Aun así, José sabía que no había decepcionado a su madre y eso alivió un poco la nostalgia por su monstruo desmembrado y asesinado. Su madre le revolvió el cabello con ternura, le dijo que todo se veía mejor ordenado y clasificado, que necesitaba organizarse con eficiencia y rapidez ahora que empezaría a trabajar como cajero en un pequeño Minimarket. A José se le acababan para siempre las vacaciones de verano, comenzaría a contar monedas y billetes y los ordenaría en otros compartimentos pequeños con olor a mugre.

José le devolvió la sonrisa a su madre, la abrazó con gratitud y se despidió de ella cerrando la puerta suavemente.
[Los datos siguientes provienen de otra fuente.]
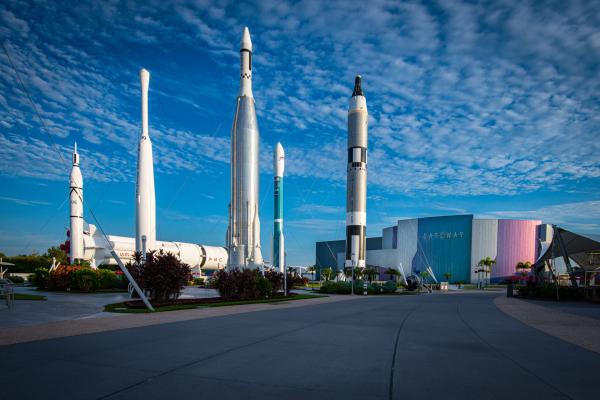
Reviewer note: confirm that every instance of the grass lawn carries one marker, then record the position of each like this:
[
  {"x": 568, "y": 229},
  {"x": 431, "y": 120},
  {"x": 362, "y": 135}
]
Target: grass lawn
[
  {"x": 23, "y": 296},
  {"x": 122, "y": 308}
]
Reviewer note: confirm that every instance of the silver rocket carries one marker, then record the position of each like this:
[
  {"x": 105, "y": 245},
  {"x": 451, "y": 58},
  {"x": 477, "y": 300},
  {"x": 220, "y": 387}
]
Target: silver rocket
[
  {"x": 145, "y": 219},
  {"x": 76, "y": 208},
  {"x": 243, "y": 233},
  {"x": 278, "y": 238},
  {"x": 356, "y": 195}
]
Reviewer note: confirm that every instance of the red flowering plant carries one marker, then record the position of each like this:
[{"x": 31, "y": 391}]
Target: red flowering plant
[{"x": 60, "y": 277}]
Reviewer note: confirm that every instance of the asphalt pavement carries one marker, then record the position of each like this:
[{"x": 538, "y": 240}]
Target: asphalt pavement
[{"x": 446, "y": 346}]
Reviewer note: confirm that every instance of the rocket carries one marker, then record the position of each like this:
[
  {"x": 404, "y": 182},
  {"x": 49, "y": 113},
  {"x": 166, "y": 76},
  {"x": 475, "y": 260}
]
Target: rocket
[
  {"x": 243, "y": 233},
  {"x": 145, "y": 219},
  {"x": 76, "y": 208},
  {"x": 356, "y": 194},
  {"x": 278, "y": 239}
]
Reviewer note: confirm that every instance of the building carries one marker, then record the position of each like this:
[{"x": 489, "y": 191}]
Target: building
[{"x": 448, "y": 244}]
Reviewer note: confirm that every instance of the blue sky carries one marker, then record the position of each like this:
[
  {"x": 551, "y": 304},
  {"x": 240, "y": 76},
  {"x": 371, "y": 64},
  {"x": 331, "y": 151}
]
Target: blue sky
[{"x": 489, "y": 108}]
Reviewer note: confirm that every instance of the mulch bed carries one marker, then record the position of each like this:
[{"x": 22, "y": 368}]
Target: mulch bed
[{"x": 199, "y": 302}]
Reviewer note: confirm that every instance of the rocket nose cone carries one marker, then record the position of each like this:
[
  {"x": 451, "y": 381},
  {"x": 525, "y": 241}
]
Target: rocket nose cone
[
  {"x": 279, "y": 160},
  {"x": 246, "y": 43},
  {"x": 357, "y": 86}
]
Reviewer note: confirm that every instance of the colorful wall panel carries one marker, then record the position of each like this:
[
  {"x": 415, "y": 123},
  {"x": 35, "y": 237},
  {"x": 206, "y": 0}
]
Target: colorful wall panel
[
  {"x": 484, "y": 243},
  {"x": 516, "y": 242}
]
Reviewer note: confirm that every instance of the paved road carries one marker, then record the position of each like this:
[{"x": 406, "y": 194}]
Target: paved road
[{"x": 456, "y": 346}]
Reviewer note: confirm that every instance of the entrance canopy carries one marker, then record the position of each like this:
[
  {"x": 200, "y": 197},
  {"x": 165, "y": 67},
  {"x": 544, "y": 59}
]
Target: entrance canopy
[{"x": 582, "y": 249}]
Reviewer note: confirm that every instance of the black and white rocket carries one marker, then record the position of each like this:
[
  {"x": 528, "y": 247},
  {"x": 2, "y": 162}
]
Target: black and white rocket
[
  {"x": 356, "y": 195},
  {"x": 76, "y": 210},
  {"x": 145, "y": 218},
  {"x": 243, "y": 233}
]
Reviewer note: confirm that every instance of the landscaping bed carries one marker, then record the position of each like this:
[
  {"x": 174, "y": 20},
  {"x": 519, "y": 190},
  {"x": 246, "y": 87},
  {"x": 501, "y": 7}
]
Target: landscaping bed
[
  {"x": 137, "y": 306},
  {"x": 26, "y": 296}
]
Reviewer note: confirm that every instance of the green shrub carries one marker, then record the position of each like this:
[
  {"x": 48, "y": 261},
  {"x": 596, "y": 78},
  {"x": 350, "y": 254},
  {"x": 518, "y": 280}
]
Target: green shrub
[
  {"x": 109, "y": 267},
  {"x": 389, "y": 287},
  {"x": 346, "y": 287},
  {"x": 548, "y": 291},
  {"x": 198, "y": 281},
  {"x": 15, "y": 279},
  {"x": 106, "y": 279},
  {"x": 264, "y": 287},
  {"x": 243, "y": 284},
  {"x": 60, "y": 277},
  {"x": 163, "y": 276},
  {"x": 40, "y": 277},
  {"x": 84, "y": 280}
]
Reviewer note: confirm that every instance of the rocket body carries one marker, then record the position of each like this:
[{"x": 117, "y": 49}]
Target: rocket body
[
  {"x": 278, "y": 239},
  {"x": 356, "y": 195},
  {"x": 243, "y": 234},
  {"x": 76, "y": 210},
  {"x": 145, "y": 227}
]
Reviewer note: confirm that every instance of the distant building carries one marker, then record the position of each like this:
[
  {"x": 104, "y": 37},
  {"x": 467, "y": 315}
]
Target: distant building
[{"x": 453, "y": 244}]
Luego apagó la luz, se desnudó, se arropó entre las colchas frías de su cama. Miró la silla vacía, el esqueleto de madera de un ser aniquilado. Supo que no podría sentarse ahí porque nunca podría ocupar el lugar de su monstruo. Decidió que luego sacaría la silla de su habitación como quien carga los restos sagrados de una momia milenaria. Con el lugar oscuro y silencioso comenzó a sentirse solo. Un escalofrío le erizó la piel, una carga pesada luchaba por hacerse un espacio en la atmósfera enrarecida. El ropero emanaba un aire frio, de él brotaban las nuevas sombras que se proyectaban sobre la pared, partes de otro monstruo que acababa de entrar, uno cuya cabeza casi rozaba el techo roñoso. Un monstruo que desde esa noche vería dormir a José, y lo vería despertar e ir a buscar entre sus entrañas la ropa que se pondría para ir a trabajar.

Su madre le daba la bienvenida a su mundo obsequiándole un monstruo simétrico color caoba.

José no tiene muchas ideas claras sobre su futuro, pero, cuando muera, quiere que su ataúd sea del mismo color.